Oh dear. About this time last year, as part of its series of predications about how the sky would fall in after the Brexit vote, the NIESR predicted that inflation would hit 4 per cent. This was way out of line with the the consensus, higher than other economist was forecasting. But in the rather febrile atmosphere its nonsense forecast was given plenty of coverage – including a page lead in (yes, you guessed it) the Financial Times. It turns out that inflation has peaked at 3 per cent, and is widely expected to fall.
Since the NIESR has been congratulating itself recently on the accuracy of its forecasts, it’s worth reminding ourselves what it has to say about inflation.
‘We expect CPI inflation to accelerate rapidly,’ said the NIESR, ‘reaching about 4 per cent in late 2017 and only returning to the Bank of England’s 2 per cent target in 2020.’ In fact, it will struggle to break 3 per cent.

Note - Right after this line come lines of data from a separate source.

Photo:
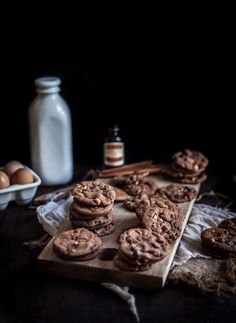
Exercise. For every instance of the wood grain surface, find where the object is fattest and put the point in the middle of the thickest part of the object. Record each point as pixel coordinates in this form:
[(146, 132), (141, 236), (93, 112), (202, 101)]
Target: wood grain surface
[(102, 270)]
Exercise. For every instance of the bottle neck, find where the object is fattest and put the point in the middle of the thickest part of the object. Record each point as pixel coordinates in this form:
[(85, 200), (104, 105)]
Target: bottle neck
[(49, 90)]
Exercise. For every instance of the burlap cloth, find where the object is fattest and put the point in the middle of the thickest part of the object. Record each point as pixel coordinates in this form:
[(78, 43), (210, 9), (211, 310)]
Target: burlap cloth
[(190, 265)]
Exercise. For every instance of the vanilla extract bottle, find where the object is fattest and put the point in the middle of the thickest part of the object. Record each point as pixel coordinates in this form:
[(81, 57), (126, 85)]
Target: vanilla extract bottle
[(114, 155)]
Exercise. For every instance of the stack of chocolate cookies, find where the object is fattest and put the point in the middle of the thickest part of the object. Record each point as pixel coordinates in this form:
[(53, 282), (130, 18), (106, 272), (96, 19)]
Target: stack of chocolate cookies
[(139, 249), (161, 216), (91, 207), (79, 244), (187, 167)]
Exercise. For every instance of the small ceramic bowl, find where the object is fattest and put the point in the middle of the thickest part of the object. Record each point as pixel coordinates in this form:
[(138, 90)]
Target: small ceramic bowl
[(21, 194)]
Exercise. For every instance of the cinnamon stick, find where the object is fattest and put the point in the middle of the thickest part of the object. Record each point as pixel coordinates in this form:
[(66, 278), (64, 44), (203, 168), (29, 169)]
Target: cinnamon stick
[(151, 169), (129, 166)]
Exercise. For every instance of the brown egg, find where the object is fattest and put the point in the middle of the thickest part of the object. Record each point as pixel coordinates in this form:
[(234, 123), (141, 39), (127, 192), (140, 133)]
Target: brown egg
[(22, 176), (12, 166), (4, 180)]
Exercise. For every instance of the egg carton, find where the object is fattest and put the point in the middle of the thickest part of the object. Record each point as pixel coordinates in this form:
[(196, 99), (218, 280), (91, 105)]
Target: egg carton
[(21, 194)]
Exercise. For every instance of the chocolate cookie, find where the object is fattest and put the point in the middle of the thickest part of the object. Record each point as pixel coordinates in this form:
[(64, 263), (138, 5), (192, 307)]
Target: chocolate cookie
[(143, 245), (90, 211), (229, 224), (144, 186), (95, 223), (132, 203), (153, 221), (105, 230), (160, 207), (120, 195), (94, 193), (79, 244), (178, 193), (190, 160), (172, 171), (220, 239), (123, 265)]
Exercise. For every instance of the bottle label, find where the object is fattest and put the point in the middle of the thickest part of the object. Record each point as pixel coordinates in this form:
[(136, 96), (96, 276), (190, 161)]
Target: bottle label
[(114, 154)]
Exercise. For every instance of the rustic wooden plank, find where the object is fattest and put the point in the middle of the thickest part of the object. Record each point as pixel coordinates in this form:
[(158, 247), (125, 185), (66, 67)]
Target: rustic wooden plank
[(104, 270)]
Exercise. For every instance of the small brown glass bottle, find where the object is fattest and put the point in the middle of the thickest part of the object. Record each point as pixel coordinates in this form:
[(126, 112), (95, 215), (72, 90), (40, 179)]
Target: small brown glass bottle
[(114, 149)]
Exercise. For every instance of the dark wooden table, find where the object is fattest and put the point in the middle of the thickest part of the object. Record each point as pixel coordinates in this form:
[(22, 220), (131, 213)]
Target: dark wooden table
[(30, 296)]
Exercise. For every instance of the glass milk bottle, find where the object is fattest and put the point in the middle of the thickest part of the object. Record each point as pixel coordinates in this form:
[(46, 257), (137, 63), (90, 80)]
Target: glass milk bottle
[(50, 133)]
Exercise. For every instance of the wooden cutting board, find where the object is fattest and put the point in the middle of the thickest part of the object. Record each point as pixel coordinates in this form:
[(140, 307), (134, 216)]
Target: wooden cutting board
[(102, 268)]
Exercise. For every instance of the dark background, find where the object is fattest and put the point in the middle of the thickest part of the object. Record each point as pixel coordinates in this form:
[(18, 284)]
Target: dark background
[(162, 103)]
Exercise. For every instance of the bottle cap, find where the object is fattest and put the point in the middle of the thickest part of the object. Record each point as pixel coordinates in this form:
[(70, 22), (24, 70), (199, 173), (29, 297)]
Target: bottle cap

If it hits 3.1 per cent then the Bank of England governor will have to write a letter to the Chancellor explaining why. But it won’t be a very tough letter to write: in a note yesterday, Alan Clark of Scotiabank prepared a draft:-
‘Why is inflation so high? The weakness of the pound in the aftermath of the Brexit Referendum. What are we doing about it? Likely to hike rates in the coming months. The horizon over which the Bank expects inflation to revert to target? 2-3 years – and inflation will only be above 3% briefly.’

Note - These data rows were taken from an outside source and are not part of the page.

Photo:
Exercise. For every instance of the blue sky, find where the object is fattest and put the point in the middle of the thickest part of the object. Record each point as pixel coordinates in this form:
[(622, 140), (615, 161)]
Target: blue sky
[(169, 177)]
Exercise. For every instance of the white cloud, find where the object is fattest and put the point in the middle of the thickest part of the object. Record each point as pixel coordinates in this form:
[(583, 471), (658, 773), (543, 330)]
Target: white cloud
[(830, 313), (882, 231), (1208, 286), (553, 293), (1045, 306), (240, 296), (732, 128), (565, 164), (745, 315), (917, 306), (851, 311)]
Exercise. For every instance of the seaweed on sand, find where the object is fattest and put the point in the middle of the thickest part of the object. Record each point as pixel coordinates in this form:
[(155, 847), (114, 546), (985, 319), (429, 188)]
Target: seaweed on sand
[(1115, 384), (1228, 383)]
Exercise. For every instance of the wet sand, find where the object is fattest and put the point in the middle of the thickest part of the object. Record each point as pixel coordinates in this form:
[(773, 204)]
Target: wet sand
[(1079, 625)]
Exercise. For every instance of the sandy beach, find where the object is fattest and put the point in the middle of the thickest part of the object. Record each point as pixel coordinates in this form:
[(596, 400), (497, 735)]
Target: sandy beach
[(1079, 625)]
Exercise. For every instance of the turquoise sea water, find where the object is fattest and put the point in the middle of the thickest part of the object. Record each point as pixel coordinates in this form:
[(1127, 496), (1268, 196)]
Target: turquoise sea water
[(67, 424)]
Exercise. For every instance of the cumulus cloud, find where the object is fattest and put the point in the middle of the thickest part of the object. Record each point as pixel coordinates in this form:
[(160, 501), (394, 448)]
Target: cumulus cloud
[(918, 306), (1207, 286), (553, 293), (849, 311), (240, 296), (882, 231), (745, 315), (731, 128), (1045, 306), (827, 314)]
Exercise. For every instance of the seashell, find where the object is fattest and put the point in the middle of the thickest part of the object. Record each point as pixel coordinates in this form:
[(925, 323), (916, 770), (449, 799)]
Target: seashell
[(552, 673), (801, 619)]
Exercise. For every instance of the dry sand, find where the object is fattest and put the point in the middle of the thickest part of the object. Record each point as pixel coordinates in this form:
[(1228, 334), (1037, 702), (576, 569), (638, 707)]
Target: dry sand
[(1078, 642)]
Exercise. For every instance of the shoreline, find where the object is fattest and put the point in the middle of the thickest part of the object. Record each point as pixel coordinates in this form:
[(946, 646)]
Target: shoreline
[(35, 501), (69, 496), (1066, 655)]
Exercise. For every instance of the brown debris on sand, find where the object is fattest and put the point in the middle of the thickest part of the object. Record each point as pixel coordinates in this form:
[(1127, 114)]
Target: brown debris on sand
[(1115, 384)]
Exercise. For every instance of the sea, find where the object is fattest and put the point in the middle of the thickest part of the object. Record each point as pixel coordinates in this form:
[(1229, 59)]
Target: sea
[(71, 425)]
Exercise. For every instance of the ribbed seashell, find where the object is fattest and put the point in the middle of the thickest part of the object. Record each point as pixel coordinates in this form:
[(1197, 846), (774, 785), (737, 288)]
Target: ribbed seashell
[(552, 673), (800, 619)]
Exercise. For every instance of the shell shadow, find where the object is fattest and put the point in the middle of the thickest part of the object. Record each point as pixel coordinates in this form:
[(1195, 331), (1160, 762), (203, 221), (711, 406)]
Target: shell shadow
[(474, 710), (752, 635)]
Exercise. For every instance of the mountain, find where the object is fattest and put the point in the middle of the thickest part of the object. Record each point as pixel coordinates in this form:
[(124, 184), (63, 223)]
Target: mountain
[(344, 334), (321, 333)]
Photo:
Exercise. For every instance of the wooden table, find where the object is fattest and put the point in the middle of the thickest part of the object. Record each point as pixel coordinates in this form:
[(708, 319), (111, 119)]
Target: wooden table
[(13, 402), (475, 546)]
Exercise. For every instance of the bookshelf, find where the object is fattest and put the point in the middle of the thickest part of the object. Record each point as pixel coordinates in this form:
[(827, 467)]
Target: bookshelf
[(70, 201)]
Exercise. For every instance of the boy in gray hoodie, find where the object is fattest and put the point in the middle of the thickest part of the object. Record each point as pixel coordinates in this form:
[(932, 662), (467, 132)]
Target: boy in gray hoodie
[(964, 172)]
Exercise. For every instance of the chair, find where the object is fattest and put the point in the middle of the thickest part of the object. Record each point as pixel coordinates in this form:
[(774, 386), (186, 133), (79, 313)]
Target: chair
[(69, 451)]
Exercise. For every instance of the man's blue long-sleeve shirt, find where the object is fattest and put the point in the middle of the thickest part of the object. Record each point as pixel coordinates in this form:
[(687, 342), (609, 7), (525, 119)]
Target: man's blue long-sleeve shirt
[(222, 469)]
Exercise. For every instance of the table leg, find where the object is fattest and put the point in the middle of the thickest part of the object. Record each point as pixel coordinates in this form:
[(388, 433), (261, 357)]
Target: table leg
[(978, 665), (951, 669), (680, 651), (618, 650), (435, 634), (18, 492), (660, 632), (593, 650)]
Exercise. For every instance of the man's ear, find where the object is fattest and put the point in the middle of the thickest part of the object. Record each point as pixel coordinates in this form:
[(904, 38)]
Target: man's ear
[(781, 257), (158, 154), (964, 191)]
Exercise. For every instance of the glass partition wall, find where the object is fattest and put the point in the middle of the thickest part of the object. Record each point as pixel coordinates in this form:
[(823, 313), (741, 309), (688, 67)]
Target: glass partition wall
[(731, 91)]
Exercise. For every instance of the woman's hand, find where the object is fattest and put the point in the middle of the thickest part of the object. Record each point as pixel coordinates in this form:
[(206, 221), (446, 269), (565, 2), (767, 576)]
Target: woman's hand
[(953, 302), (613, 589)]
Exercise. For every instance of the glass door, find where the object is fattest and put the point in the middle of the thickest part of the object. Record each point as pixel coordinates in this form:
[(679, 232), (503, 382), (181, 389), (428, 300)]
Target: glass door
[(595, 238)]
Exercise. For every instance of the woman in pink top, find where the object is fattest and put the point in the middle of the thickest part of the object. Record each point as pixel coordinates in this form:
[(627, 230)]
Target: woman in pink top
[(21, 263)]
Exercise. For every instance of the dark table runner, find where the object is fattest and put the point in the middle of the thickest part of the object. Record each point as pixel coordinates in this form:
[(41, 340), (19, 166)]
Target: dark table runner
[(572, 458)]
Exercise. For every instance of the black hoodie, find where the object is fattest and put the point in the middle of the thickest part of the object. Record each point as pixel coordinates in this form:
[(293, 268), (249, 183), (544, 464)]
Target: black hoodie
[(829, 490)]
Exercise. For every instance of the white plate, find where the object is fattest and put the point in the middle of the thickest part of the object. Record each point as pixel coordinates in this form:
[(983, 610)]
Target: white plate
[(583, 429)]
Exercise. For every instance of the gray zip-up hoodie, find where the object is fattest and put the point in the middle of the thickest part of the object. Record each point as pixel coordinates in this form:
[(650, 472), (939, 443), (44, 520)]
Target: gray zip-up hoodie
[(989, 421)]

And how briefly? Here’s the Bank of England’s expectation…
Let’s go back to the NIESR, because the rot it has written about Brexit has not been given quite the attention it deserves. The woes from the Brexit vote, it said, would be reflected in unemployment:
‘The slowdown in activity coupled with uncertainty could lead to a delay in firms’ hiring plans which we expect to be only partially offset by weak real wage growth. We project unemployment to peak at 5.6 per cent in 2017.’
Again, the reality has been rather different. Rather than ‘peak’ anywhere, unemployment has been falling the whole time and is exploring lows not seen since the mid-1970s.
Needless to say, the 500,000 job losses predicted by HM Treasury haven’t happened: instead, there have been about 250,000 more jobs created. Wage growth is sluggish, yes, but otherwise the Brexit economic disaster has (embarrassingly for the FT) failed to materialise. It seems that inflation peaking at 3 per cent, from a long-overdue currency correction, was the worst to expect from the Brexit vote. Project Fear fails to materialise again.